The Douglas County chapter of the League of Women Voters is convening a committee to study task force proliferation in Lawrence city government and to find out whose voices are being heard.
"The city is relying, to a greater and greater extent, on the recommendations of task forces which are appointed without much standardized criteria," said Caleb Morse, league president.
Consider, for example, that before there was a city indoor smoking ban, there was the Smoking Task Force.
The six-member group, appointed by then-Mayor David Dunfield last spring and led by Lawrence resident David Kingsley, met for a year to examine the medical effects of secondhand smoke. The group's findings sparked the Lawrence City Commission's decision to ban smoking in public places.
"I like being involved in city government. It's something I can do for the city," Kingsley, owner of the research firm GRI Research, said Wednesday.
The smoking ban is just one example of the growing number, and power, of temporary task forces at City Hall.
The recent spate of task forces started in 2001, when then-Mayor Jim Henry appointed a committee to revamp the city's tax-abatement policy, which had come under fire during an aborted attempt by American Eagle Outfitters to build a warehouse east of the city.
After the "smart-growth" slate of Progressive Lawrence Campaign candidates swept into office in April 2003, the task force trend picked up steam. During Dunfield's year as mayor, four task forces to help craft policies and direction were appointed: on smoking, homelessness, business and the costs of Lawrence growth.
There appear to be two reasons for starting a task force.
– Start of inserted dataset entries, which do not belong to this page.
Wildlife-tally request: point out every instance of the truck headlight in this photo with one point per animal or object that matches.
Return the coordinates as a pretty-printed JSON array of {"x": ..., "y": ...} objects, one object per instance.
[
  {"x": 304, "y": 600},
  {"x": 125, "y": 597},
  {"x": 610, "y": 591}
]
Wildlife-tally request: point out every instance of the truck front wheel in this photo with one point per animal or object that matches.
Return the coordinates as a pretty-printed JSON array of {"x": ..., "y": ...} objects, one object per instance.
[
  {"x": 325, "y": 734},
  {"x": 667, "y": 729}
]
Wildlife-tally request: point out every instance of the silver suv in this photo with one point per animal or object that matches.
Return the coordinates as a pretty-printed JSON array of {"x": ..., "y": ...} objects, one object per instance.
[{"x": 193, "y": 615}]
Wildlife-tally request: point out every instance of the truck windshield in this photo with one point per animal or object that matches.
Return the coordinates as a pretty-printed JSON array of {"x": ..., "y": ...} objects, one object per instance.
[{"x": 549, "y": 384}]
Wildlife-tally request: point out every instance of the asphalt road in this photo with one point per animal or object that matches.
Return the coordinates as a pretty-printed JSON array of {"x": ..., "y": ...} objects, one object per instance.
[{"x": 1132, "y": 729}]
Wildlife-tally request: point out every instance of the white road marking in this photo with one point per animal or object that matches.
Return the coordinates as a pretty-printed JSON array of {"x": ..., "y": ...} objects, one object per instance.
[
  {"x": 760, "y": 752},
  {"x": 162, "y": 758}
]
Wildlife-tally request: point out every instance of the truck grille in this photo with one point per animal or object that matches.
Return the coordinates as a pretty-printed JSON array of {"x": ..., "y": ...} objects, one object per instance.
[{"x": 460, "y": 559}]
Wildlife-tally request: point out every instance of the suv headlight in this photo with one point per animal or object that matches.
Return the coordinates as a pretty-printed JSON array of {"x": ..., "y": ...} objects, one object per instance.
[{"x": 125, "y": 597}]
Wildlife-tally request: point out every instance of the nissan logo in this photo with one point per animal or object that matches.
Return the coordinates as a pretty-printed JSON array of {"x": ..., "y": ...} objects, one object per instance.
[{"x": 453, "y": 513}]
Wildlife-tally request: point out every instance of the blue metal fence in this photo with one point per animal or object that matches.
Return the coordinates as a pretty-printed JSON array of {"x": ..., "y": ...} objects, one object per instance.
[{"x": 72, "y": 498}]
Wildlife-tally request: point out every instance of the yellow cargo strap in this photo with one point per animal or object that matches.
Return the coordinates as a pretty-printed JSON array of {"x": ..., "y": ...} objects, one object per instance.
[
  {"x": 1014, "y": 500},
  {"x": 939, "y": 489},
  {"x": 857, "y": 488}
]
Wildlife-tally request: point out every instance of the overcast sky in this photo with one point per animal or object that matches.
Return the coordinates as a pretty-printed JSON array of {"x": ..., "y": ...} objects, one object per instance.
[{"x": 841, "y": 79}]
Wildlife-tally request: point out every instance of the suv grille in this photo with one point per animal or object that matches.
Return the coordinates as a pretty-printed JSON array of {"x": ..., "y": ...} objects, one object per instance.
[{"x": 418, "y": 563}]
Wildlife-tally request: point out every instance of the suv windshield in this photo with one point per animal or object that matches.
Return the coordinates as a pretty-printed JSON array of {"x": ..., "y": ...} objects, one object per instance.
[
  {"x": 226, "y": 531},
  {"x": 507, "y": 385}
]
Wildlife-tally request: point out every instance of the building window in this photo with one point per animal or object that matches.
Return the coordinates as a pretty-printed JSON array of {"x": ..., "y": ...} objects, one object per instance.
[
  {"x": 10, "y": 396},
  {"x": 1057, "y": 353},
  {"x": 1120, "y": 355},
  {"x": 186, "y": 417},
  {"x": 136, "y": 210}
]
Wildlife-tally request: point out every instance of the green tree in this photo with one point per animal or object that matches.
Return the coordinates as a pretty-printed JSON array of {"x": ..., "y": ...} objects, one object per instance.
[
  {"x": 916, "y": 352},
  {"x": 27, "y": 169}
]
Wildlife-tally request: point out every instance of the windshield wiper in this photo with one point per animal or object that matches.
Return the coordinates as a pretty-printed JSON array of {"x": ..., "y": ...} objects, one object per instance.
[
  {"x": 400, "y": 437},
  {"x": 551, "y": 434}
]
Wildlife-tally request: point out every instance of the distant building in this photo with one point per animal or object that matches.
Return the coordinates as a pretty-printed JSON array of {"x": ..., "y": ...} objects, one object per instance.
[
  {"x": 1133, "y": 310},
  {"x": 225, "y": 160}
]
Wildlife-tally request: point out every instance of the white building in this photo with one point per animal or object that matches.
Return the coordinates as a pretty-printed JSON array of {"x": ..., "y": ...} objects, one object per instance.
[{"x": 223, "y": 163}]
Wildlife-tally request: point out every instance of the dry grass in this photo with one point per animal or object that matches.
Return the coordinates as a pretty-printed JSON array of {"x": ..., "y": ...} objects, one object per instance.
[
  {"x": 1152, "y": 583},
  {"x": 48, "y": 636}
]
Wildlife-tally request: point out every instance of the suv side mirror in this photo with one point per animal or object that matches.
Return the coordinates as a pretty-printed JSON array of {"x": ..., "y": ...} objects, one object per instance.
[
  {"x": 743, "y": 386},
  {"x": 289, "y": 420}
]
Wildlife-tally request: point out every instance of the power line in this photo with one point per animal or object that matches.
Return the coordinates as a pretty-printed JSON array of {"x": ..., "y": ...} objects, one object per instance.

Either the topic is controversial, such as tax abatements and smoking, or commissioners expect the topic will require a lot of work.
"We form task forces when we feel like there are a number of stakeholders whose opinions need to be heard and who need to work through the issue with the commission," Dunfield, now a commissioner, said this week.
Morse said he was not sure what the league's study would find. Members, who conducted their first meeting Wednesday night, want to ensure task forces represent the entire community.
"My main concern is that some of these task forces are not very well publicized," he said. "So in terms of casting the net as broadly as possible, we're not doing as good a job as we can ... to find the broadest representation."
"I'm not sure there can be a single formula," Dunfield said. "I think it varies somewhat from issue to issue -- the essence of it is, you try to identify who the major stakeholders are. You try to pick people who can represent those interests and work together as part of a larger group."
Indeed, the smoking task force was composed of health advocates and business owners. The other task forces are similarly composed of a mix of experts and community members.
Morse suggested that City Hall should develop standards for how task forces are formed, the direction they're given and the assistance they receive from city staff.
That suggestion was welcomed by Kingsley, who now serves on a Business Retention Task Force charged with finding ways to keep companies in Lawrence.
"I think the city needs to stand back and look at those task forces," Kingsley said. "I'm not complaining; we (the smoking task force) just sort of felt our own way. I would like to see some training, some sort of manual."
Kingsley said task forces provided residents with a direct hand in crafting city policy.
"It's a do-gooder thing," he said, "but it is something that we're making input into City Hall."